On a blustery October day, the remaining fragments of what was once Shanghai’s hottest bar and restaurant are being liquidated. The champagne glasses cost Rmb28 ($4), waistcoats hang from a Rmb1,500 lime-green screen, and a framed poster from the 1930s leans against the wall.
M on the Bund closed its doors for the last time in February 2022, in the midst of China’s Zero-Covid policy. By the time its contents were finally sold off last month, they had already become relics of another era.
For more than two decades, the restaurant had been the regular haunt of business people, financiers and visiting delegations to a booming city of over 20mn people. But if they were to visit Shanghai now, “they wouldn’t believe it’s the same place,” says Michelle Garnaut, the Australian restaurateur who founded the venue in 1999.
More than 15 years after China pledged to turn Shanghai into an international financial centre, the port city has failed to live up to its early promise.
Once positioned as the frontier of China’s gradual incorporation into a global economic system, its recent exceptionalism is today overshadowed by a growing rift between Beijing and Washington.

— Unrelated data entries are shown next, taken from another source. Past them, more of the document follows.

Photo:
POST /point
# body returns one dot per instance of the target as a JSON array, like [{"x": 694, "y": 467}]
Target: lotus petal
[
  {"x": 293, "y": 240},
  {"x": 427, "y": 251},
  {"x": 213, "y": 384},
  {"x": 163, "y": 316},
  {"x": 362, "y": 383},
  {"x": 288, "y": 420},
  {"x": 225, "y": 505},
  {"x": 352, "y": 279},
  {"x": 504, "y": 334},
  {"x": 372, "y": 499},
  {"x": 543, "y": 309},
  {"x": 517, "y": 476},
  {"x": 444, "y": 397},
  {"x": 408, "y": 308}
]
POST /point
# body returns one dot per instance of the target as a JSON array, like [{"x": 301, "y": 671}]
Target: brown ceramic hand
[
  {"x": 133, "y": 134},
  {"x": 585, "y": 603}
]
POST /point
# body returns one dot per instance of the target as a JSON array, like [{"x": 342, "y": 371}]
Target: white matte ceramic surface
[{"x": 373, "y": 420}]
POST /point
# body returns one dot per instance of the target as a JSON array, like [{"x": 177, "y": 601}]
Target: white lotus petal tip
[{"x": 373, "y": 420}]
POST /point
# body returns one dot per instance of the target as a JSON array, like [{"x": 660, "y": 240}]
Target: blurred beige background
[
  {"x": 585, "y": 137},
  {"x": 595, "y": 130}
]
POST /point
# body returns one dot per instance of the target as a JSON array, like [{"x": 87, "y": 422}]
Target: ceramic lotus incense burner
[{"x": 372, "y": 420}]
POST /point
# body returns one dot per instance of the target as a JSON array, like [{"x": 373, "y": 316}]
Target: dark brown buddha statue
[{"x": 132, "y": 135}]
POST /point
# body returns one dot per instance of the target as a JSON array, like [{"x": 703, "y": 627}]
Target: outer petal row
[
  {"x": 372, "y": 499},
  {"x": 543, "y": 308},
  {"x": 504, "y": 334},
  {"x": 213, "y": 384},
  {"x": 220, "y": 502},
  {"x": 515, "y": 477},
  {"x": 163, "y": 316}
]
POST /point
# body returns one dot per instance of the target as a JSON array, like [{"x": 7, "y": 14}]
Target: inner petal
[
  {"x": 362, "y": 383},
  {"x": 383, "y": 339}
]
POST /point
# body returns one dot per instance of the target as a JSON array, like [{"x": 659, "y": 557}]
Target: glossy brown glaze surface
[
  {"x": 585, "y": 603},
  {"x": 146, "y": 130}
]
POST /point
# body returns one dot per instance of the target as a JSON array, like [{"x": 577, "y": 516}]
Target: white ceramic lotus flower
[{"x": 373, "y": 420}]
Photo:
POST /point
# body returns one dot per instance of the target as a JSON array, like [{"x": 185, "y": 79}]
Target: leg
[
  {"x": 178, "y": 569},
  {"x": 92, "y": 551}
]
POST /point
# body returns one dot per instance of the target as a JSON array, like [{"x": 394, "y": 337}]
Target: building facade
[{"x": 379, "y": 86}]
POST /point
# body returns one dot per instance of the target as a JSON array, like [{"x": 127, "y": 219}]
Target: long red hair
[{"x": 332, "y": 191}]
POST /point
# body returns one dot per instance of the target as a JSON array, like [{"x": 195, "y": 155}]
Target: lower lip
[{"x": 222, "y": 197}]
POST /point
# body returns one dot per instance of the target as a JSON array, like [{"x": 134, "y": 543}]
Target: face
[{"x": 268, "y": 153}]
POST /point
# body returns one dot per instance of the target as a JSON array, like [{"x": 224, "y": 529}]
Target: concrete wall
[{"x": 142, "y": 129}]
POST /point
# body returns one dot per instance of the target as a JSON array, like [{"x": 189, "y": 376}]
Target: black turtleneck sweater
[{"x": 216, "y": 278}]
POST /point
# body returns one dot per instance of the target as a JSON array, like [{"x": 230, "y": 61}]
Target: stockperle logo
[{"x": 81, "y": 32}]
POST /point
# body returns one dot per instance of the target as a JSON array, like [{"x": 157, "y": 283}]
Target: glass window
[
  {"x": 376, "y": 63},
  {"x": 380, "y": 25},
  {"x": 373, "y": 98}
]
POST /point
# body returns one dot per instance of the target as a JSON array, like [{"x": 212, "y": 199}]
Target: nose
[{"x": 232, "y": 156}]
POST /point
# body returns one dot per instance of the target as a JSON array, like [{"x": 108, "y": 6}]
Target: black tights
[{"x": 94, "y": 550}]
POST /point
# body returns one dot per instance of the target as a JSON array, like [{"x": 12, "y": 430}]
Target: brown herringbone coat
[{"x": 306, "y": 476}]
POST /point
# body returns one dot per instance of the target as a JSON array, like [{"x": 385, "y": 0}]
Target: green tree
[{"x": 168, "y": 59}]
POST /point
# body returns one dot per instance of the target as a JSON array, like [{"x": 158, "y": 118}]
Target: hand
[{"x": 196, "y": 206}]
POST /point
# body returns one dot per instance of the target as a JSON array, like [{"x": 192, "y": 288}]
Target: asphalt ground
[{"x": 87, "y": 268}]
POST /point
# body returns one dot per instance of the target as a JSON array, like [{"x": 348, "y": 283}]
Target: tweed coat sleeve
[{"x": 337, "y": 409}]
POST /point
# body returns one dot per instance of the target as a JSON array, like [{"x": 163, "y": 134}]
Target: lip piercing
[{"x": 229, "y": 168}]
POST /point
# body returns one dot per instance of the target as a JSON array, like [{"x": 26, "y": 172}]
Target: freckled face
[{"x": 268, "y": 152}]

In a city of shipping routes and western concessions, where the distinctive trees that line its avenues were initially introduced from Europe, an inward shift across Chinese politics that accelerated during the pandemic has shaken Shanghai’s international identity.
A beneficiary of decades of economic growth since the country opened up in 1979, the city is the world’s biggest container port and a base for many foreign companies. But it now sits uneasily amid a new era of trade protectionism and mutual suspicion across the Pacific, and is increasingly disconnected from international finance.
American law firms, once participants in huge cross-border financial flows, have left the city as foreign investment plummets. No western bank has participated in a single IPO on Shanghai’s stock market this year, and, in a domestically-focused market, the need for foreign staff is increasingly unclear. Asset management firms that flocked to the city in the hope of a loosening of China’s capital controls must reckon with the prospect that Beijing will tighten them instead.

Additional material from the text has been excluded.